I get an ERROR related with nn.init.xavier_uniform_(module_with_layers.bias):

ValueError: Fan in and fan out can not be computed for tensor with fewer than 2 dimensions.

Is the mistake related with the definition of the output?
Thanks a lot

soulitzer · October 20, 2023, 5:53pm

I am not quite sure if a nn.ModuleDict is the best option for this case.

That is correct, you probably just want to store the initialization if you prefer directly as an attribute on the module.

I get an ERROR related with nn.init.xavier_uniform_(module_with_layers.bias)

xavier_uniform_ only works with 2D tensors, so for bias you would need to initialize it another way. One method that is commonly done is to initialize it with zeros_.

luiscssz · October 22, 2023, 10:27am

How can I store diferent type of initializations (Xavier_normal, Xavier_uniform_, Kaiming,) as attribute on the module and call it? Could you please add a code snippet?

Is there no possibility to use a typical initialization, Xavier_normal, Xavier_uniform_, Kaiming,… for the biases 1D?. I have read that sometimes the initialization with zeros is not the best option, because the model could bring you to the canonical solution, 0, as you starts from 0. Which another alternatives are available?

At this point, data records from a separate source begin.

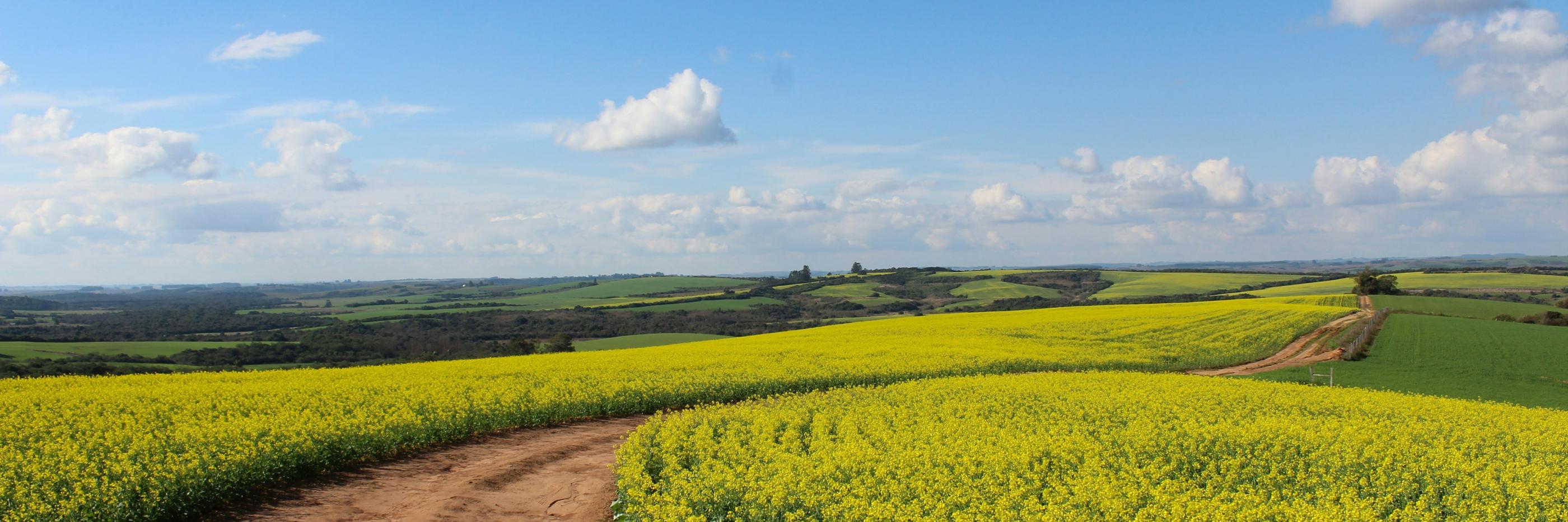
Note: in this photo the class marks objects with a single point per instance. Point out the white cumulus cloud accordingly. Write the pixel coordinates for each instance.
(1084, 161)
(1349, 181)
(52, 126)
(684, 112)
(1000, 203)
(311, 149)
(120, 153)
(1363, 13)
(265, 46)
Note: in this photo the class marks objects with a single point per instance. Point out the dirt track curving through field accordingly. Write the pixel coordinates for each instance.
(557, 472)
(1306, 350)
(535, 474)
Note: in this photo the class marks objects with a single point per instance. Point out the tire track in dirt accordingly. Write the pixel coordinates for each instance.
(1305, 350)
(552, 474)
(532, 474)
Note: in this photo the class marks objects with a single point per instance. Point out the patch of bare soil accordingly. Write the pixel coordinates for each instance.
(535, 474)
(1306, 350)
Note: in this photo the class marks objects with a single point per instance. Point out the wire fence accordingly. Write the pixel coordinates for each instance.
(1357, 349)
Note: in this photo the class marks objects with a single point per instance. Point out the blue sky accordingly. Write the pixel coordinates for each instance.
(295, 142)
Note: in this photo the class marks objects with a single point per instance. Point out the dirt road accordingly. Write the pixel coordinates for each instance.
(1306, 350)
(560, 472)
(538, 474)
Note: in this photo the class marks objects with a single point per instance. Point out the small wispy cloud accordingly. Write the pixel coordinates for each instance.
(265, 46)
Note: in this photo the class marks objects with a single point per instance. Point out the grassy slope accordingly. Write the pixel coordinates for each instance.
(642, 341)
(1415, 281)
(151, 349)
(998, 273)
(1142, 284)
(985, 292)
(1457, 306)
(604, 294)
(995, 289)
(858, 292)
(234, 431)
(1463, 358)
(711, 304)
(846, 290)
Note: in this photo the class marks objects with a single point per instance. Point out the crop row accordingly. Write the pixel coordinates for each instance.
(167, 446)
(1098, 447)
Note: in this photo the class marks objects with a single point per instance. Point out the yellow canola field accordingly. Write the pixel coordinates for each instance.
(167, 446)
(1098, 447)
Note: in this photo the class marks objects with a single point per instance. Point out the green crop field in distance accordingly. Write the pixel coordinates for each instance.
(642, 341)
(998, 273)
(847, 290)
(565, 295)
(151, 349)
(710, 304)
(1144, 284)
(1418, 281)
(1463, 358)
(1457, 306)
(639, 286)
(996, 289)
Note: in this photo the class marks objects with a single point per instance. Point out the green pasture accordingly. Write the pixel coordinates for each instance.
(642, 341)
(1463, 358)
(1457, 306)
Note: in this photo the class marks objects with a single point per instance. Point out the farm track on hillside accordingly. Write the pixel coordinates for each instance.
(1302, 352)
(532, 474)
(548, 474)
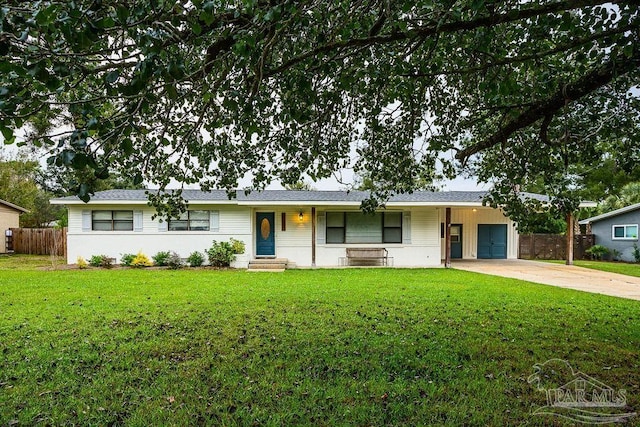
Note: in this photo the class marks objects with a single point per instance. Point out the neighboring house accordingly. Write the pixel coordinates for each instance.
(9, 218)
(617, 230)
(309, 228)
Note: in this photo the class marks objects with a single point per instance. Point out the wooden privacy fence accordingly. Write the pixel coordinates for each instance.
(40, 241)
(553, 246)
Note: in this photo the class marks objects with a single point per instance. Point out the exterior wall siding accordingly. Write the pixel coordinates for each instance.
(234, 222)
(9, 218)
(603, 231)
(423, 251)
(421, 247)
(470, 220)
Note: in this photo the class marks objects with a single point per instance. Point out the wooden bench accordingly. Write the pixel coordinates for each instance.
(367, 256)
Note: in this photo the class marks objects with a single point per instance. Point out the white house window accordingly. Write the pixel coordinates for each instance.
(625, 232)
(190, 221)
(112, 220)
(357, 227)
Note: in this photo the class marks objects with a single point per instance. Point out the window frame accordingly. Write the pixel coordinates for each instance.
(112, 221)
(343, 228)
(384, 230)
(624, 228)
(396, 228)
(189, 220)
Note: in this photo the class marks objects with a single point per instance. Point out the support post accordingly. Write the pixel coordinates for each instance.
(447, 238)
(569, 239)
(313, 236)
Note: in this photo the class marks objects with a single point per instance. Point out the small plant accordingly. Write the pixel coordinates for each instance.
(127, 259)
(196, 259)
(174, 261)
(82, 263)
(615, 254)
(636, 252)
(103, 261)
(237, 245)
(598, 252)
(141, 260)
(161, 258)
(222, 254)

What is your opinion about the place of the initialization, see 2nd question above?

Thanks a lot

soulitzer · October 22, 2023, 3:12pm

You can treat your module like any other Python subclass and store the callable as an attribute, e.g. do something like

class FCN(nn.Module):
    def __init__(self, initialization: Callable):
          self.initialization = initialization
    def do_init(self):
          for module_with_layers in self.modules():
            if isinstance(module_with_layers, nn.Linear):
                self.initialization(module_with_layers.weight)

FCN(initialization=functools.partial(nn.init.xavier_uniform_, gain=nn.init.calculate_gain(...)))

I have read that sometimes the initialization with zeros is not the best option, because the model could bring you to the canonical solution, 0, as you starts from 0.

You shouldn’t be stuck at the canonical solution zero unless you also initialize weights to zero.